The Bear facts of good nutrition

You might expect the signature dish of one of the world's most intrepid explorers to include a bizarre array of insects, roadkill and foraged items - all washed down with a slug of his own urine. But, in fact, Bear Grylls' favourite meal is surprisingly normal but, unsurprisingly, very healthy.

However, our muscle-bound hero hasn't always followed such healthy eating habits.

"Smart, life-enhancing nutrition was never on the agenda when I was growing up," he explains. "I think the reasons were probably both cultural and generational. I was certainly never taught how to eat healthily when I was at school, nor at home when I was a young boy."

"Then I left school, hit life and joined the army, where nutrition was more about eating as much as you could, as fast as you could, rather than about what you were eating. Before I knew it, habits were formed and that was that!"

The offer of a deodorant commercial - which involved appearing shirtless - was the wake-up call Bear needed to reform.

"I soon realised that nutrition had to be key to change," he continues. "In the old days, people used to think that our health was 80% training, 20% nutrition. Now it's widely acknowledged to be the other way round."

"But there was still a problem. The food I really enjoyed was the unhealthy stuff so the next challenge was to make the healthy stuff taste incredibly delicious."

Bear's latest book "Fuel for Life" introduces his revolutionary approach to nutrition and shows how cheesecake, pizza and burgers can be made ultrahealthy and ultra-delicious. It also includes his favourite recipe for Thai curry...

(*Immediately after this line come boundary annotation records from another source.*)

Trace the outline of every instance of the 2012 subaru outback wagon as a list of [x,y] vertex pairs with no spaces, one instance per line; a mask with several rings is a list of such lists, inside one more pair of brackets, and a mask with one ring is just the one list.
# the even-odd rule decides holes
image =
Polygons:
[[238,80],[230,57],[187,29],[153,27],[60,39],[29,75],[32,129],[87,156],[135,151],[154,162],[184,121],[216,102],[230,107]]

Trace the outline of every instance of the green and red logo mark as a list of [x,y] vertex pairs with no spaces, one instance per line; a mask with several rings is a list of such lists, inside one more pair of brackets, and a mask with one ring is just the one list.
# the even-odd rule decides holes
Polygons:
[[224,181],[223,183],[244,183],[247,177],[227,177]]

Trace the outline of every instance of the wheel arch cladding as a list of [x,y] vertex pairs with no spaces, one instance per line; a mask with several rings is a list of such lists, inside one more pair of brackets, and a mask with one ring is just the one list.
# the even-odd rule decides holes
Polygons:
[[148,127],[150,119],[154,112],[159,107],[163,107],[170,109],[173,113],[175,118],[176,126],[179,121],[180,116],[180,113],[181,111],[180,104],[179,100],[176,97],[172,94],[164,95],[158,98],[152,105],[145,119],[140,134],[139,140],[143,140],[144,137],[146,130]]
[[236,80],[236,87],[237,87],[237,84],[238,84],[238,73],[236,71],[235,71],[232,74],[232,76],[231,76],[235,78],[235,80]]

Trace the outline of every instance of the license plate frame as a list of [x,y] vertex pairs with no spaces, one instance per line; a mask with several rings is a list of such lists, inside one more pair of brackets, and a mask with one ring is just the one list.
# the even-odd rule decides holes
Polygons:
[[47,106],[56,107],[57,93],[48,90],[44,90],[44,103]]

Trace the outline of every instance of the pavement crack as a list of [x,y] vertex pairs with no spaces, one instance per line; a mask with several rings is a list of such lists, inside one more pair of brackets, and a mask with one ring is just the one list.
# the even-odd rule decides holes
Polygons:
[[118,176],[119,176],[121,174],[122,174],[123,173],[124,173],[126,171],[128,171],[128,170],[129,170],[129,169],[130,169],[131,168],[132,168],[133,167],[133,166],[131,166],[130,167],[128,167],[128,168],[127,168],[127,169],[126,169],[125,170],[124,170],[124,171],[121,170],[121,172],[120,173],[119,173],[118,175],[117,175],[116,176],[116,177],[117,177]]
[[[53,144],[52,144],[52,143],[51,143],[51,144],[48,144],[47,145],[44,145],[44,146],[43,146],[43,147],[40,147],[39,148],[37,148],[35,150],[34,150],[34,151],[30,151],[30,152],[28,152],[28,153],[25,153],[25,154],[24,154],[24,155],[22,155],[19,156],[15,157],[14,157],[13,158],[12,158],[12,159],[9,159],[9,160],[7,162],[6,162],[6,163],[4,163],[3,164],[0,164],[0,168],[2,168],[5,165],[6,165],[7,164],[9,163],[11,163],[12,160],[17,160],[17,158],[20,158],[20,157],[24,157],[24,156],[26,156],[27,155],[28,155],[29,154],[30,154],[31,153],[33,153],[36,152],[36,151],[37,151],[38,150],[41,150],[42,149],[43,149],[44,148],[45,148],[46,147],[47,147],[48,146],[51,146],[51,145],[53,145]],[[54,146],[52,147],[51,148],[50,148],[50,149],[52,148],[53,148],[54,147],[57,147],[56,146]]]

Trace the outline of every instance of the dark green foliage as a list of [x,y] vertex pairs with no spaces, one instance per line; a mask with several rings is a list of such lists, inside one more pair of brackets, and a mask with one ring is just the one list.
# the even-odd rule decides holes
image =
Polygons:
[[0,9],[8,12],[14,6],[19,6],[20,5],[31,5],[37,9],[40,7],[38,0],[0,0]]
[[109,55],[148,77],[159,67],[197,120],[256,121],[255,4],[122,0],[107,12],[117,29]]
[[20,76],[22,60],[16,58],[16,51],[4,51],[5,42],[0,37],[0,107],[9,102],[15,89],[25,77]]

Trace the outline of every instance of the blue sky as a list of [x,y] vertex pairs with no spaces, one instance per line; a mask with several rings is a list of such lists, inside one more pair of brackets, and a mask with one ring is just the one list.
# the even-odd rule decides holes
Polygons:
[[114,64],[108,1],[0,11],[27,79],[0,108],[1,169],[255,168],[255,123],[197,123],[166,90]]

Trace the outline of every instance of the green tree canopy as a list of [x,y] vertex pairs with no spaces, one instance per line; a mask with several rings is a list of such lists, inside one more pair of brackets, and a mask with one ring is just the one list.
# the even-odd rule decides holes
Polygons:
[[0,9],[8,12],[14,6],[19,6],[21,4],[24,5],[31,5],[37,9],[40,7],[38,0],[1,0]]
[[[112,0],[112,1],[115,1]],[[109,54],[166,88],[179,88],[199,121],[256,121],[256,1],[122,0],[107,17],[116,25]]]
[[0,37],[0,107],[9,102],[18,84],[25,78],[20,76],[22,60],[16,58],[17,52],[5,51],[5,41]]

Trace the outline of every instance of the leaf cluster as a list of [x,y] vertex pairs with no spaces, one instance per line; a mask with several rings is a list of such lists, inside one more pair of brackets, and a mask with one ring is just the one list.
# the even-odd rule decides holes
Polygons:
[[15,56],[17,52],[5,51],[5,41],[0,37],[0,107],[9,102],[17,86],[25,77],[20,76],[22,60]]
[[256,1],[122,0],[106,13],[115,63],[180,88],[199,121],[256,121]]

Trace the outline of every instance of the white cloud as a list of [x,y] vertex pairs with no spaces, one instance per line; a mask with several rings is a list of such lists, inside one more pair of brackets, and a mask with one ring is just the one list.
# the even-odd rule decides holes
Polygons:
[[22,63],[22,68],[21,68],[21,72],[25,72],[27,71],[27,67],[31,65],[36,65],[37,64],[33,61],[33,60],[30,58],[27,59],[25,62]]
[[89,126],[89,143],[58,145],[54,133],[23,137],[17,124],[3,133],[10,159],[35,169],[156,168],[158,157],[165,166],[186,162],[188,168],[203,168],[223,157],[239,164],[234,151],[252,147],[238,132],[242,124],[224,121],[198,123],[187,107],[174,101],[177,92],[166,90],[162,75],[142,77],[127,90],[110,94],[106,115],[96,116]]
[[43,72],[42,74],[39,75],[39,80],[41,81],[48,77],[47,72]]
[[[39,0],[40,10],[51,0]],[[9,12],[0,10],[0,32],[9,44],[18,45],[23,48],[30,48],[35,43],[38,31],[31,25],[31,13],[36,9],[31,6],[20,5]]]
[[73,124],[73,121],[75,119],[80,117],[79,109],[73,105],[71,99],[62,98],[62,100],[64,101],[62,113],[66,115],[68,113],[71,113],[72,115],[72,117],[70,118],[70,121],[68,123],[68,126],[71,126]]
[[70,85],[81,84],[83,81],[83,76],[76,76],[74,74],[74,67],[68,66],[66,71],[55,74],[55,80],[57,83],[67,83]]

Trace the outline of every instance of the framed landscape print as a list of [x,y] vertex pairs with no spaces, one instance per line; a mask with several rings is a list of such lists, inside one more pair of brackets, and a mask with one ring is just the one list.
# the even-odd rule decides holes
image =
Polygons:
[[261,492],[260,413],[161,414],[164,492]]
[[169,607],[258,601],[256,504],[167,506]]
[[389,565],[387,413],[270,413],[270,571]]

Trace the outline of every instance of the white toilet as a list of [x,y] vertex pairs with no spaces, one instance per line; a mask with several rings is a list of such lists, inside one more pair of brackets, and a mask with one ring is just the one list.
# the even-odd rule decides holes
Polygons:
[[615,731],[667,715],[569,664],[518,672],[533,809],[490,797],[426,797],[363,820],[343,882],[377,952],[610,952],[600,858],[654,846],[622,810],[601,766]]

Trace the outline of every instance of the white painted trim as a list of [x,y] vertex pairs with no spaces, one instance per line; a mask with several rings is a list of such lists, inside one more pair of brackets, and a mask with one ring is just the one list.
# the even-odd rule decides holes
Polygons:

Bear's favourite Thai Curry

Davina's chicken with chorizo
Recipe taken from FUEL FOR LIFE by Bear Grylls, published by Bantam Press, priced £14.99
Photography by Emma Myrtle and Christian Barnett

    Ingredients

    For the curry paste:

  • 3 red or green chillies (less if you don't like things too hot)
  • 6 garlic cloves, skinned
  • 2 stalks fresh or dried lemongrass or the equivalent in lemongrass paste
  • 4cm piece of ginger, peeled (use galangal instead of ginger if you can get it)
  • 2 shallots, finely sliced
  • Juice of 1 lime
  • 2 tsp crushed kaffir lime leaves, or the grated rind of a lime
  • 2 tsp fish sauce or 1 tbsp tamari sauce if you're vegetarian
  • 1 small red onion, skinned & finely diced
  • 6 coriander stalks, finely chopped (don't throw away the leaves!)
  • A pinch of cumin powder
  • 1-2 tbsp coconut oil for frying
  • Pepper to taste
  • For the vegetables:

  • 200g broccoli florets
  • 200g sweet potato, peeled and cubed
  • 200g aubergine, cubed
  • 4-6 mushrooms, sliced
  • Stock cube
  • 400ml tin coconut milk
  • 200g mangetout, green
  • Beans or sugar snap peas
  • 1 tsp coconut palm sugar
  • Small bunch of coriander leaves, freshly chopped

    Method

  1. Put all the paste ingredients except the coconut oil in a blender or food processor and blend to a paste.
  2. Melt the coconut oil in a pan on medium heat and sauté the paste for a minute or two to extract the flavours from the spices. (Don't let it burn.)
  3. Add the vegetables (apart from the chopped coriander) and the coconut milk. Fill the empty coconut milk tin with water and add some of this - how much depends on how thick you want your curry to be. Let this simmer for several minutes.
  4. Add the stock powder and palm sugar and continue simmering until the vegetables are tender.
  5. Serve in a bowl with some brown rice and sprinkle some fresh coriander on top.